Businesses don’t believe fee statements are misleading. Plan fees can be collected either as an asset-based fee or as a fee charged directly to the participant’s account, SchoolsFirst/Nationwide said in a statement to SCNG.
Asset-based charges are shown in the fund performance table and in the footnotes to that table on statements; fees billed directly to the account can be found in the section titled “Your information about fees and expenses,” the companies said.
“When this section says $0.00 for administrative expenses, it means that no fees were charged directly to the participant’s account or, in other words, only asset-based fees were taken” , said SchoolsFirst/Nationwide.
Additionally, the 403bcompare website uses the highest possible fee that might be charged rather than the average — which it said was $106 for every $10,000 invested for SchoolsFirst/Nationwide, the companies said.
“While we don’t know the specific situation or the teachers involved, our communication regarding their retirement fund options has always been open and transparent, helping teachers make the right decisions that are in their best interests to help them achieve their specific retirement goal. This includes all options available from Fidelity and Vanguard.
The union’s choice
There are over 300,000 public school teachers in California, making it an attractive market.
To that end, the giant California Teachers Association addressed the issue more than a decade ago, when new IRS regulations required school districts to assume significant oversight of 403(b) plans. Since most did not have such expertise on staff, they hired these third-party administrators to do the job.
“CTA understands the importance of each district selecting a reputable, inexpensive, independent administrator,” the union said in a 2009 membership update. “CTA has approved the CalSTRS 403bComply program as a than TPA.”

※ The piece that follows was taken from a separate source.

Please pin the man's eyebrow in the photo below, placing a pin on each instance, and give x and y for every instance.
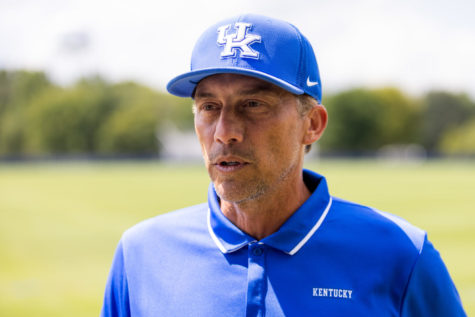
(203, 94)
(258, 89)
(245, 92)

CalSTRS is inexpensive, offers open access to investment offers from dozens of providers, does not receive payments from providers, and does not give preferential treatment to any of them, the CTA said. Some companies may claim to offer “free” 403(b) administration, but they get money back in other ways, he warned.

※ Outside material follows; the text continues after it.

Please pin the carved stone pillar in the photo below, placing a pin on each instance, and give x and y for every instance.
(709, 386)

The CTA remains a strong administration supporter of the CalSTRS plan, spokesman Ed Sibby said.
Teachers – and all investors – need to ask not just “What are you charging me?” but also, “How else do you get paid?” said the experts at the SEC seminar.
The Financial Industry Regulatory Authority’s 403bcompare and Fund Analyzer sites are good places to start doing your homework, Lori Schock, director of investor education and advocacy at the SEC, said at the seminar.
It’s essential that people understand the impact of fees, she said. Although the difference between a 0.25% annual fee and a 1% annual fee may seem small, it is.
Over 20 years, a $100,000 investment with the lowest fees would grow to nearly $210,000. At the highest price, it barely exceeds $180,000.
“It’s not just that $30,000, but what that $30,000 would have made up,” Schock said. “I don’t know about you – I’d rather the money be in my pocket than someone else’s pocket.”